You are viewing a plain text version of this content. The canonical link for it is here.
Posted to commits@madlib.apache.org by nj...@apache.org on 2018/04/14 00:22:38 UTC
[3/3] madlib git commit: Minibatch Preprocessor: Create temp table
for standardization.
Minibatch Preprocessor: Create temp table for standardization.
We did a few experiments and the results proved that creating a
temp table for standardization is faster than using a subquery.
This commit now creates a temp table for the standardization.

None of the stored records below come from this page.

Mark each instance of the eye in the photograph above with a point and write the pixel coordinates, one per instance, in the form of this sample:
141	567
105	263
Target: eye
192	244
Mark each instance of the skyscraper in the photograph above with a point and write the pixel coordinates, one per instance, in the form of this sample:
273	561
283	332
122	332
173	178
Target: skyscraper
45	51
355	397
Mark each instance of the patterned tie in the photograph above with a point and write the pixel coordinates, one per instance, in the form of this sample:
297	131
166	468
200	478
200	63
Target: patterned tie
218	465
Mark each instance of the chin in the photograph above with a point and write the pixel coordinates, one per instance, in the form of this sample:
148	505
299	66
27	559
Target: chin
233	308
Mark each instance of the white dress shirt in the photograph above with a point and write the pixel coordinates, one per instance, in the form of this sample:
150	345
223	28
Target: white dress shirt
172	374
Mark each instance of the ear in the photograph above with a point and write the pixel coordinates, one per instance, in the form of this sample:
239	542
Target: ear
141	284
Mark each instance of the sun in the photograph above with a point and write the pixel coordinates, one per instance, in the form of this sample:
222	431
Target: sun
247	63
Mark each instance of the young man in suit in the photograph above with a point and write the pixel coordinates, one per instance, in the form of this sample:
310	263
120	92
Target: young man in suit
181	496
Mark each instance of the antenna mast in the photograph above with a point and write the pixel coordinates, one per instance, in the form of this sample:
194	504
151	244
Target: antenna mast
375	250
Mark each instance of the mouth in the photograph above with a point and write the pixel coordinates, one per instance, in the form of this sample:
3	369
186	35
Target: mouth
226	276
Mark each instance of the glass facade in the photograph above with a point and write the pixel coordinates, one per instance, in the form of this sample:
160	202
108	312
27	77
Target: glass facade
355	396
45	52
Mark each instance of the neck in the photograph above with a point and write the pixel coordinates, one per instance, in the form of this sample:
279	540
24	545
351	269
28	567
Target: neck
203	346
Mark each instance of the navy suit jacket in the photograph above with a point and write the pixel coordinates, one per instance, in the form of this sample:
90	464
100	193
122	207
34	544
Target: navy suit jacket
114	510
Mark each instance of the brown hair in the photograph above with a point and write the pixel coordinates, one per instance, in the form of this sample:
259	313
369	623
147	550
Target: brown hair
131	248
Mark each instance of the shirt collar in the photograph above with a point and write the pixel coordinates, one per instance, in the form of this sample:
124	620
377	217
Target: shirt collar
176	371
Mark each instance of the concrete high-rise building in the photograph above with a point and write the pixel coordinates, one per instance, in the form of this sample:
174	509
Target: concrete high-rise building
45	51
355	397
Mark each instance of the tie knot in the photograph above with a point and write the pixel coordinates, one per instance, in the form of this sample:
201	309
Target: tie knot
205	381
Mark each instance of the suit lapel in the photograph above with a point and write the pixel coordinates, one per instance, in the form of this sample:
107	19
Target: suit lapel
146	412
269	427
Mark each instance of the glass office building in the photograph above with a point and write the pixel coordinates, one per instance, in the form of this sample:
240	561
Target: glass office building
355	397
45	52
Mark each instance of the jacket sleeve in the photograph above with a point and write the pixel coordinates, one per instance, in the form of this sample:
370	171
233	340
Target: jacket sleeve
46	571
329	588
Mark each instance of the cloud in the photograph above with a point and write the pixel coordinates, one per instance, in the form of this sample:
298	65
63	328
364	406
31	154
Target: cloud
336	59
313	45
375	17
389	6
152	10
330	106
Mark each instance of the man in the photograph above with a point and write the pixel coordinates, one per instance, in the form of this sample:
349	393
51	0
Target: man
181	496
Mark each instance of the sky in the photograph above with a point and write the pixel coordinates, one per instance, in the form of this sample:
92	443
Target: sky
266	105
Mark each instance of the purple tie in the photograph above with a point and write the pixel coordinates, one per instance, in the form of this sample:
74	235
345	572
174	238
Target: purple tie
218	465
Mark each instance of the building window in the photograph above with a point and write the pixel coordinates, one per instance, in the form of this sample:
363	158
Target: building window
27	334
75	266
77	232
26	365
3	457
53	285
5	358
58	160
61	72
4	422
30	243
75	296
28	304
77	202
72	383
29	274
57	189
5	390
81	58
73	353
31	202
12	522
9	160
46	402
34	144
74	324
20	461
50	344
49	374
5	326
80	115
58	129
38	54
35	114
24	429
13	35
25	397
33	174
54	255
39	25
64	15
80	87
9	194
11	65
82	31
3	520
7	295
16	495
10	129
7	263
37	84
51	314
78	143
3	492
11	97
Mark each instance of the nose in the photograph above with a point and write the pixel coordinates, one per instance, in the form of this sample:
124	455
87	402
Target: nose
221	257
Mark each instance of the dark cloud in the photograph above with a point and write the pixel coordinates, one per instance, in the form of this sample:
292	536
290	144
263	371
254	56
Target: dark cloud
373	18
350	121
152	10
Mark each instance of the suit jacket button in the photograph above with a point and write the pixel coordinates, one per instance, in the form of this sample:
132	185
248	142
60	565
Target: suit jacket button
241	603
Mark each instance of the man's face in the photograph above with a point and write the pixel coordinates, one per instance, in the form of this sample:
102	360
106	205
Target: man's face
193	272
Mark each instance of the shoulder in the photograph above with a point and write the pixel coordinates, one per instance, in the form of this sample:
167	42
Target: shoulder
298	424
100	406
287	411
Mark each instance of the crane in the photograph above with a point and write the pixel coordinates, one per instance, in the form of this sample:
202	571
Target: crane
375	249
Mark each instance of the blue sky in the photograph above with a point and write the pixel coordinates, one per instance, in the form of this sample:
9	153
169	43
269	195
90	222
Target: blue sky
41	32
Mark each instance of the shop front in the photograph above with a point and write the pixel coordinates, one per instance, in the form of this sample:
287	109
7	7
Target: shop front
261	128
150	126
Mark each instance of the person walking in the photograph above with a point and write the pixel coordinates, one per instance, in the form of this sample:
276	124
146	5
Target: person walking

Before this commit, we were calling the `utils_normalize_data`
function inside the main query but now we create a temp table from the
output of `utils_normalize_data` and use the table in the main query.
Closes #260
Project: http://git-wip-us.apache.org/repos/asf/madlib/repo
Commit: http://git-wip-us.apache.org/repos/asf/madlib/commit/259e0041
Tree: http://git-wip-us.apache.org/repos/asf/madlib/tree/259e0041
Diff: http://git-wip-us.apache.org/repos/asf/madlib/diff/259e0041
Branch: refs/heads/master
Commit: 259e00416a268512cee80513fb24bcb2ae9fb273
Parents: b886381
Author: Nikhil Kak <nk...@pivotal.io>
Authored: Fri Apr 6 13:55:46 2018 -0700
Committer: Nandish Jayaram <nj...@apache.org>
Committed: Fri Apr 13 17:16:50 2018 -0700
----------------------------------------------------------------------
.../utilities/minibatch_preprocessing.py_in | 70 ++++++++++++--------
.../test_minibatch_preprocessing.py_in | 2 +-
2 files changed, 42 insertions(+), 30 deletions(-)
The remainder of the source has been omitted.